Biometrics on the Front End

When will American banks begin implementing new technology?

January 2, 2013Security Today released an article written by Phil Scarfo about the benefits of implementing biometrics in user-facing applications today. Emphasizing that biometrics is the only true way of knowing which user is accessing the system, Scarfo enthuses that biometric applications heighten security with a better assurance of identity than passwords or key cards and the like. Historically, traditional biometric systems, while attractive in concept, have been wrought with performance issues due to requiring unobstructed contact with the sensor and the fingerprint surface – meaning any moisture or even dryness can cause high failure rates. However, today with the implementation of multispectral imaging, biometrics has become a viable option for a reliable, convenient, and secure authentication method:

This more effective technology is based on the use of multiple spectrums of light and advanced polarization techniques to extract unique fingerprint characteristics from both the surface and subsurface of the skin. Subsurface capability is important because the fingerprint ridges seen on the surface of the finger have their foundation beneath the surface of the skin, in the capillary beds and other sub-dermal structures. Unlike surface fingerprint characteristics, which can be obscured during imaging by moisture, dirt or wear, the “inner fingerprint” lies undisturbed and unaltered beneath the surface. When surface fingerprint information is combined with subsurface fingerprint information and reassembled in an intelligent and integrated manner, the results are more consistent, more inclusive and more tamper resistant.
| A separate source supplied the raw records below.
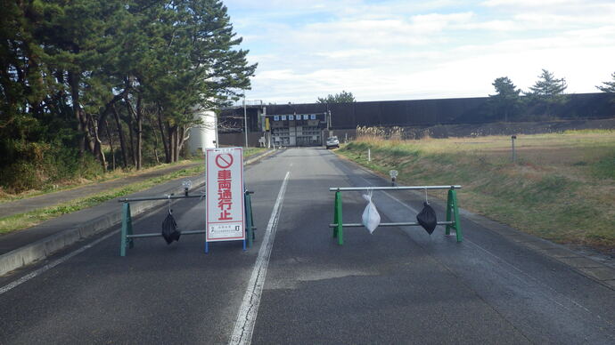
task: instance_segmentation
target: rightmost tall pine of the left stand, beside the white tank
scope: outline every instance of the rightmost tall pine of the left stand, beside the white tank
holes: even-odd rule
[[[242,38],[236,37],[221,1],[175,4],[152,28],[164,33],[151,45],[158,63],[138,75],[148,100],[159,105],[168,161],[178,159],[188,127],[199,124],[195,112],[238,100],[257,67],[248,63],[248,51],[235,48]]]

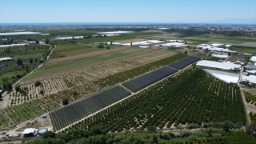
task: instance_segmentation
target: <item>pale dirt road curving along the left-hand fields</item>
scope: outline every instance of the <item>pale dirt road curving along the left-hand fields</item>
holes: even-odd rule
[[[53,50],[50,51],[50,54],[54,51],[56,45],[54,45],[54,48]],[[41,65],[39,65],[36,69],[34,70],[37,70],[38,68],[40,68],[43,64],[45,64],[47,62],[47,60],[50,58],[50,54],[47,56],[46,58],[46,61],[43,62]],[[12,86],[13,86],[13,89],[14,89],[14,86],[18,84],[18,82],[21,82],[22,79],[26,78],[28,75],[32,74],[34,72],[34,70],[32,70],[29,74],[26,74],[24,77],[20,78],[17,82],[15,82]],[[0,102],[0,109],[4,109],[8,106],[8,103],[9,103],[9,97],[8,97],[8,94],[3,93],[2,94],[2,102]]]

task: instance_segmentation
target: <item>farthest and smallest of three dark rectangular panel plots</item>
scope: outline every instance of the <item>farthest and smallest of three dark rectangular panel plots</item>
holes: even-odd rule
[[[173,62],[171,63],[170,67],[174,67],[175,69],[178,70],[182,70],[184,69],[186,66],[189,66],[190,64],[199,61],[201,58],[195,57],[195,56],[190,56],[187,58],[183,58],[182,60],[179,60],[177,62]]]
Scarfo then gives some examples of the reputation multispectral imaging fingerprint sensors have gained in some large industries, including banks:

Brazil’s second largest state-owned bank, Caixa Econômica Federal (CAIXA), is currently deploying 3,500 biometric-based Diebold ATMs. Fingerprint readers are replacing the PINs that bank customers have historically used to authenticate their identity and access their accounts. With multispectral imaging biometrics, CAIXA customers now simply insert their card and touch the fingerprint reader to conveniently withdraw their funds and be on their way. There is no PIN to remember and no training required.
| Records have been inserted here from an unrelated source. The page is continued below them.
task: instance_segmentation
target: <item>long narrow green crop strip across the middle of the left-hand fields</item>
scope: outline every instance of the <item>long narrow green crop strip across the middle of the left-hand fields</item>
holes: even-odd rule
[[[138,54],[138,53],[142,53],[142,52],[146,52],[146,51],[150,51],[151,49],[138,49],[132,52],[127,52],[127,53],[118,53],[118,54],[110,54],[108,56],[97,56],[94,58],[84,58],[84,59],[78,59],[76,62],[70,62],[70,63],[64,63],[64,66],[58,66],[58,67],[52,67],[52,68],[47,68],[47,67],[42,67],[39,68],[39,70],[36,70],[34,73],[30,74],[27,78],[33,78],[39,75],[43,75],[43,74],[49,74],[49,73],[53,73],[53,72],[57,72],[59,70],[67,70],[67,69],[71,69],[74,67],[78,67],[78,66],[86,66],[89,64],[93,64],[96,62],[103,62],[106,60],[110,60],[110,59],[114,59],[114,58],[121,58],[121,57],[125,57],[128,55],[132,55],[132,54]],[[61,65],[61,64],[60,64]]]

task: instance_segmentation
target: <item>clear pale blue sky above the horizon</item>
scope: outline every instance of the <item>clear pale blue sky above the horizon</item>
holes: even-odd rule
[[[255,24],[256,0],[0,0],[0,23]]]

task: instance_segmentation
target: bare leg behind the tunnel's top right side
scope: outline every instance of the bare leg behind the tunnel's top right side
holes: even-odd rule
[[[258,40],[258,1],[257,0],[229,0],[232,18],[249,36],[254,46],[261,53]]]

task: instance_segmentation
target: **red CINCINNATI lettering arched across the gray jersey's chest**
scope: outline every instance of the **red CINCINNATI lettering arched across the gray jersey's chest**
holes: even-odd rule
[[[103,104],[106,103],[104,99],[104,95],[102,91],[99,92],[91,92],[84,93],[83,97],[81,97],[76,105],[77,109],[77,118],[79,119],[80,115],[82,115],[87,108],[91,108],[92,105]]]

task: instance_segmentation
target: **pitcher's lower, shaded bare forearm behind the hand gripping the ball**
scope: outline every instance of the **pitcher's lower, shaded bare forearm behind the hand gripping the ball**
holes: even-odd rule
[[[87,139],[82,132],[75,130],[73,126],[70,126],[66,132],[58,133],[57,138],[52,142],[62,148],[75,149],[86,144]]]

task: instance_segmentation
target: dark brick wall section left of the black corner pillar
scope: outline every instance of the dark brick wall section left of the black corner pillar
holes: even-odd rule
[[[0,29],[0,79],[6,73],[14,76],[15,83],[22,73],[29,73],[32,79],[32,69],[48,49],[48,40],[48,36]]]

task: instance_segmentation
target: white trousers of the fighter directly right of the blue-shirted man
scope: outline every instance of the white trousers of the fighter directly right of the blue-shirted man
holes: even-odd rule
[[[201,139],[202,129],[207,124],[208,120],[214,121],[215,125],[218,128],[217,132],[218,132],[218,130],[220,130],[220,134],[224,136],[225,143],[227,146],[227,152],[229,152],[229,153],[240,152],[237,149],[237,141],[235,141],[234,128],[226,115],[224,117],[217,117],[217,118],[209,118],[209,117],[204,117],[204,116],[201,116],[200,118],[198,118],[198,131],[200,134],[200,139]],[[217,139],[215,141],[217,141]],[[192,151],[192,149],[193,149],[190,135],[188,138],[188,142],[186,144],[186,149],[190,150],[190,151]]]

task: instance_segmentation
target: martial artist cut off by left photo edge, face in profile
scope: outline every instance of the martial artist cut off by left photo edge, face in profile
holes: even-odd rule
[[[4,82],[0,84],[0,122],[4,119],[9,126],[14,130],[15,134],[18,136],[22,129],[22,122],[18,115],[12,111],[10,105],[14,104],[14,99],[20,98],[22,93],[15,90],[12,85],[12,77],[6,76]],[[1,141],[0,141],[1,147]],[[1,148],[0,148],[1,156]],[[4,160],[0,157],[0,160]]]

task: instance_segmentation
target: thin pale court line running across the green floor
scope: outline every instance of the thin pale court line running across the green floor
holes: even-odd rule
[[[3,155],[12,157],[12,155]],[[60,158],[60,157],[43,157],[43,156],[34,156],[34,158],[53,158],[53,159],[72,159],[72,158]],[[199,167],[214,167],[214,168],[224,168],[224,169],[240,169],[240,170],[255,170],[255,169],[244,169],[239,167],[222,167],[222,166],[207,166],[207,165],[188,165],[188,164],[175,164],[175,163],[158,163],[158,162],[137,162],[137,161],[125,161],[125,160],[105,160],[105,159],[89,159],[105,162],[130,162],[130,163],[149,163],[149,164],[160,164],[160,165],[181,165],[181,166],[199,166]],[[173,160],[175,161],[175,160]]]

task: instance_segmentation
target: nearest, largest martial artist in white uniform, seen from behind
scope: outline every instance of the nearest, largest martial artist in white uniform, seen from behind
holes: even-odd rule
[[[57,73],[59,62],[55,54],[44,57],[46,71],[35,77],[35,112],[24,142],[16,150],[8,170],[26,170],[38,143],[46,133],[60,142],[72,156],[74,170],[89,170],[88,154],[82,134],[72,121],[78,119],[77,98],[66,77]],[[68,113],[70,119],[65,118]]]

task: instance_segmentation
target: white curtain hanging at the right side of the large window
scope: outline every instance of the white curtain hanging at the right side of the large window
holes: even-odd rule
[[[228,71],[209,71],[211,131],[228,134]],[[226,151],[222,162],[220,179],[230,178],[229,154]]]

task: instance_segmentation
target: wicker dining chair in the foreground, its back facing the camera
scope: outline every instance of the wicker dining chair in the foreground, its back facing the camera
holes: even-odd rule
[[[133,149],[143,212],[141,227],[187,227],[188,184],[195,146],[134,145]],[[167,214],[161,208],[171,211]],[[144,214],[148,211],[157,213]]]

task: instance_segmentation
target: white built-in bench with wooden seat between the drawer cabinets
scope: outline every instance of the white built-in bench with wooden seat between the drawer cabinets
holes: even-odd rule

Besides CAIXA, Itautec is also deploying thousands of ATMs with multispectral imaging fingerprint sensors for one of the largest banks in Latin America. ATMs aren’t the only places biometrics are facing customers and streamlining banking security – in countries like India mobile biometric systems are being used to further financial inclusion and public distribution goals. In South Africa, multispectral imaging sensors are being used to combat identity fraud in banking transactions.
Next, Scarfo poses the question:

After considering these examples, all in use today, American banks need to ask: What form of authentication will provide us with identity assurance, convenience and a compelling ROI? Biometrics is the only technology that assures identity and knowing “who” to a high degree of certainty. Biometrics also is unique in its ability to raise the bar on security without adding complexity for the end user.